Okay, let’s go in order. So the Copyright Office, as you probably know, is actually independent of the executive branch. So we don’t really direct them, which is probably how it should be. So I think it’s fair to say I don’t have strong views here on that particularly matter. There’s also the Patent and Trademark Office at the Department of Commerce. We’ve basically gone to those agencies and asked for insights, but there’s not an administration position on that yet in the way that there is in other areas, except to say that our general priorities are making sure that we have an innovative AI ecosystem and making sure the people who create meaningful content are appropriately compensated for it.

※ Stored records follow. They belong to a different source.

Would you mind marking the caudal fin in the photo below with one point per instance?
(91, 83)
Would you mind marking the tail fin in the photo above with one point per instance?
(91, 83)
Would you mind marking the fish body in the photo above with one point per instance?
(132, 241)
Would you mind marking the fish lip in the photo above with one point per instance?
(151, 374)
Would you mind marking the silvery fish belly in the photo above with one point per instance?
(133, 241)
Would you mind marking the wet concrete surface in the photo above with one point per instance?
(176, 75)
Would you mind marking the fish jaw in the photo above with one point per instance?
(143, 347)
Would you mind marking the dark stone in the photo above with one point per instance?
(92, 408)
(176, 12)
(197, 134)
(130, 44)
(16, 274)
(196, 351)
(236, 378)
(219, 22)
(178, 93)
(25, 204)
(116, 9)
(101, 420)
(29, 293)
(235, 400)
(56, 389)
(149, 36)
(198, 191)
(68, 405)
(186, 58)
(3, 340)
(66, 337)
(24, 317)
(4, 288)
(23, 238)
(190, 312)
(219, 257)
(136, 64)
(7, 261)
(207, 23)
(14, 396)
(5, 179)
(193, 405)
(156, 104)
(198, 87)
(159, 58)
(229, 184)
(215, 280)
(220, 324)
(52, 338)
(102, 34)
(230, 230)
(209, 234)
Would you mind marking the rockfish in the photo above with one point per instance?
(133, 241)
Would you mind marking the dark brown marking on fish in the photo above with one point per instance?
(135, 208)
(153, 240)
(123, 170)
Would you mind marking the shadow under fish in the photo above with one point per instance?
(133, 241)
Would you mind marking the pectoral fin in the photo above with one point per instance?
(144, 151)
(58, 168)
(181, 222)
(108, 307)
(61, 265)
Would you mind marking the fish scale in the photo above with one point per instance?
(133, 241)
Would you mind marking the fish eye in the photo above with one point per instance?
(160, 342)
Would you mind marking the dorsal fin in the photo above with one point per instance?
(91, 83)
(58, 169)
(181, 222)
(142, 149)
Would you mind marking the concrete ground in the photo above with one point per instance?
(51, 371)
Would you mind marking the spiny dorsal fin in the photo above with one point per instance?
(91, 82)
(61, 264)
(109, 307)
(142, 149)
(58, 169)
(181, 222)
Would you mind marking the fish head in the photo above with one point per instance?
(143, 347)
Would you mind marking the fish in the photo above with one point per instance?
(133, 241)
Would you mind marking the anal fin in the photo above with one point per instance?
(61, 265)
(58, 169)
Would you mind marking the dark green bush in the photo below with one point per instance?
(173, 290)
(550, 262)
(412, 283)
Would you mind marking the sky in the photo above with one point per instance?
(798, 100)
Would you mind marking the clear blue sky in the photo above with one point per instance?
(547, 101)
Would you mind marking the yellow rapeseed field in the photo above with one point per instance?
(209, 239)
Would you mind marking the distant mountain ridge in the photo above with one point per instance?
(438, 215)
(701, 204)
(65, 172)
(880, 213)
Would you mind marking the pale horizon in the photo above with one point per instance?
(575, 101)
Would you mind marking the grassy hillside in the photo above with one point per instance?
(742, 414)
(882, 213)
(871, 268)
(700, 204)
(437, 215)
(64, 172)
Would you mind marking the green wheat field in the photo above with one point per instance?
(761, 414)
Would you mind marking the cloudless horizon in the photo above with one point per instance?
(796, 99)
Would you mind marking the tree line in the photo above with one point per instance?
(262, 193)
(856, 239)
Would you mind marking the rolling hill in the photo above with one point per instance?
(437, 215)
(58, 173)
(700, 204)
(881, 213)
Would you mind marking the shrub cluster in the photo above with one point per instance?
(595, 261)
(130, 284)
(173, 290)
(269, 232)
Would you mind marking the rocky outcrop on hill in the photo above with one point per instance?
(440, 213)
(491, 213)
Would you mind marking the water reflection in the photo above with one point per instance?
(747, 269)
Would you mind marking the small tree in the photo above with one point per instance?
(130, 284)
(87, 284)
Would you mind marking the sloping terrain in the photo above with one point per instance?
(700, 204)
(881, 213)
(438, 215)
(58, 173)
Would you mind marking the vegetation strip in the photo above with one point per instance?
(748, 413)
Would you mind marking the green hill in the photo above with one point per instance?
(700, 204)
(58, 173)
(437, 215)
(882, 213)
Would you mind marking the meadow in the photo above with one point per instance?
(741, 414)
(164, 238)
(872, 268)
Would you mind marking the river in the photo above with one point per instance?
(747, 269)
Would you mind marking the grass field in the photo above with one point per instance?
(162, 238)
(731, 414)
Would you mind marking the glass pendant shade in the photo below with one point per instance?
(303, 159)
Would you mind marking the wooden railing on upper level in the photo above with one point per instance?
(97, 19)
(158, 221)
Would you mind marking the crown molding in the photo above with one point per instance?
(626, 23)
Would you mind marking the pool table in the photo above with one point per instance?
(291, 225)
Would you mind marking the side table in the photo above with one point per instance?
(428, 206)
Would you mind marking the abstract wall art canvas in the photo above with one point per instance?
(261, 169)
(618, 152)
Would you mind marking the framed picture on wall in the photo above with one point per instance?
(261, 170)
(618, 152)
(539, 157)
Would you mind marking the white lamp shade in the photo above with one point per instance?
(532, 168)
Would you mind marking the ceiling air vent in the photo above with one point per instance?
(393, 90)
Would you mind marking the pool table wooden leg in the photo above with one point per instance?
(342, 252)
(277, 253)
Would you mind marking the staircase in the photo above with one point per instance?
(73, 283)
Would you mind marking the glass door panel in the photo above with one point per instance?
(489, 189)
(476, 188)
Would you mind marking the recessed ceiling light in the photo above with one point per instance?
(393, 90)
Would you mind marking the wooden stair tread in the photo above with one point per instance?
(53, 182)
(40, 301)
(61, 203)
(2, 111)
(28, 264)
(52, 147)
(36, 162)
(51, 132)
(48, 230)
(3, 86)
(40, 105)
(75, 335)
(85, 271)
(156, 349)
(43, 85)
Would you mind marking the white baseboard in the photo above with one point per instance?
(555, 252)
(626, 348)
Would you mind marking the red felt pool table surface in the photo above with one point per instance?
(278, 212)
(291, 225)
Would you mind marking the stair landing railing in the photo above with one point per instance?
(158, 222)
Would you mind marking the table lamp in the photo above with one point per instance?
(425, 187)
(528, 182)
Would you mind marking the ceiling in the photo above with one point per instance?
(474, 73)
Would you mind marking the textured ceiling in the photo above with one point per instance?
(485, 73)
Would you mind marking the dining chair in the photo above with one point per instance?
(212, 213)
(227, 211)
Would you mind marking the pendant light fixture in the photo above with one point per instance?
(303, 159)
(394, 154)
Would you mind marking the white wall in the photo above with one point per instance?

Okay. On the regulatory side, I think there’s basically two pieces here. The first is what is the EU doing? And there’s a fair amount in flux because they’ve pushed a lot of the authority and details to the office that they’re creating. We’ve had very productive conversations with them and expect to continue productive conversations with them. And that’ll be that.

In terms of what we are doing, the President invited the four senators, the “gang of four,” to the Oval Office the day after he signed the executive order. They had a good conversation there about broader legislative frameworks. Senator Schumer and that team has had Insight Forums on AI and got a lot of feedback basically from all-comers. I think we will have legislative conversations here in the month ahead. As you also know, Congress has got a lot going on right now, so I wouldn’t want to place bets on timing or anything like that. But I think it’s fair to say that we recognize we’ve done a lot with executive authority, and there’s some things you can’t do through executive authority that we might want to do, and we’ll have that conversation with the Congress.